Trading news

FX market on hold ahead of NFPs

- Concerns are growing about the Fed's ability to achieve its 2% inflation target
- Today's US payrolls will be closely scrutinized
- Negatives rates, or QE4, or both should not be ruled out
- We are bullish on EURUSD and believe that policy divergence has come to end
 
As expected the Bank of England maintained its benchmark rate at a record-low 2% (even Ian McCafferty switched his hawkish vote). The MPC revised down its growth projection to 2.2% from 2.5% for 2016 and to 2.4% from 2.7% for 2017. As expected, the MPC also trimmed the inflation forecast to 0.4% from 0.7% for 2016 and to 1.2% from 1.5% for 2017 as wage pressure remained subdued and energy prices continue to weigh. Initially, the market sent the pound sterling lower amid the unanimous decision to leave rates unchanged. However, Mark Carney’s comments were less dovish than anticipated by investors, which helped the pound to bounce back to its pre-announcement levels. All in all, both the comments and the revised projections were in line with market expectations. In Tokyo, GBP/USD stabilised at around 1.4550, consolidating this week's 2.3% gains.
 
The much awaited US job report is due later today.

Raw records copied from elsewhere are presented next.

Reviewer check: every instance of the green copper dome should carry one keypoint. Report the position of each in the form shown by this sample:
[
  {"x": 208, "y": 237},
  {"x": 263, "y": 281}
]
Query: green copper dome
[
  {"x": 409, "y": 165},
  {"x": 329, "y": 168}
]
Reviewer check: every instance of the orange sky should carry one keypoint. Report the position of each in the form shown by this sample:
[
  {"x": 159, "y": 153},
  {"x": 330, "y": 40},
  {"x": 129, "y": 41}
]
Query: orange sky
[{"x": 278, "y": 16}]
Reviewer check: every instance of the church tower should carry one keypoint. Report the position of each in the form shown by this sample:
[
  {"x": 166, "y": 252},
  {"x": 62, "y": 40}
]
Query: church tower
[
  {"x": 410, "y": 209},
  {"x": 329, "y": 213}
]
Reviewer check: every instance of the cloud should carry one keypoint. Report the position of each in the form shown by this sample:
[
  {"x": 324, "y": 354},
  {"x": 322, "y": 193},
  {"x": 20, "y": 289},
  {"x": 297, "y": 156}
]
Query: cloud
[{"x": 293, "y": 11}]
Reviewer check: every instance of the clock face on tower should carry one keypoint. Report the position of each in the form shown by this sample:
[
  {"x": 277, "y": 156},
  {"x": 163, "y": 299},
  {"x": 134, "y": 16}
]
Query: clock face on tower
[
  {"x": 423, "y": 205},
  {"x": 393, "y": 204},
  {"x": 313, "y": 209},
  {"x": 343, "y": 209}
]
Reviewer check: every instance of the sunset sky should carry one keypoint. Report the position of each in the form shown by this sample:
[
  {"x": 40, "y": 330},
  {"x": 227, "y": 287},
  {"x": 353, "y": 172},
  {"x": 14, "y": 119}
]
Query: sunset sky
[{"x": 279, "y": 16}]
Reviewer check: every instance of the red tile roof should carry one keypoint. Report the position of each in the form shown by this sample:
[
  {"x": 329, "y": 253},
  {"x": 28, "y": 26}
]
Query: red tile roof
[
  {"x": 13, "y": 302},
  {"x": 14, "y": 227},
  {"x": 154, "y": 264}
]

After December’s strong figure (292k), the US economy is expected to have created 190k private job in the month of January. However, we have the feeling that the market is paying less and less attention to the data from the job market as it seems there is a sort of disconnection between the upbeat stats from the job market and the rest of the economic data, which present a much gloomier picture. Apart from this we are convinced that a solid pick-up in wage pressure would definitely help to boost USD demand. EUR/USD validated the break of the 1.11 resistance and is currently taking a breather just below 1.12 as traders await the release of the job report.
 
***Yann Quelenn, market anayst: “Over the last two days, the dollar has endured its biggest loss since July 2013. The EURUSD is trading slightly below 1.1200. Indeed, there are growing concerns about U.S. fundamentals and in particular the ability of the Fed to achieve 2% inflation. Today’s payrolls will be closely scrutinized especially after the solid ADP last Tuesday. 190k jobs creations are expected vs 292k a month before. For the time being, the better jobs conditions have not pushed inflation up despite the fact that it was widely expected. Markets are pricing in worse economic conditions in the U.S. amid issues regarding the true state of the U.S. economy. If inflation does not clearly pick up then the Fed will not have much room to act to achieve its dual mandate. Fed Chair Yellen has announced that she is not very convinced about negatives rates and their effectiveness. She should also admit that massive QEs are also far from being efficient. But passivity is not an option so negative rates, or QE4, or both seems to be the direction in which we are heading. We are bullish EURUSD as we believe that policy divergence is coming to an end for 2016.”***
 
In Australia, the Aussie’s reaction to latest developments was muted as neither the poor retail sales read nor the hawkish RBA’s statement seemed to have any influence on AUD/USD. After surging more than 2% since Monday morning, the Aussie is consolidating at around $0.7180.
 
In the equity market, returns were mixed in Asia with the Japanese Nikkei down 1.32% and the broader Topix down 1.43%. In mainland China, both the Shanghai and Shenzhen Composite paired losses, down 0.63% and 1.15% respectively. However, the rest of the Asian regional market were trading in positive territory with Singapore’s STI up 2.22%, the Indonesian JCI up 2.60% and the Indian Sensex up 0.73%. In Europe, equity futures are roughly flat.
 
Today traders will be watching foreign currency reserves from Switzerland; industrial production and orders from Sweden; industrial production from Norway; IBGE inflation from Brazil; trade balance, NFP, unemployment rate and participation rate from the US; unemployment rate from Canada.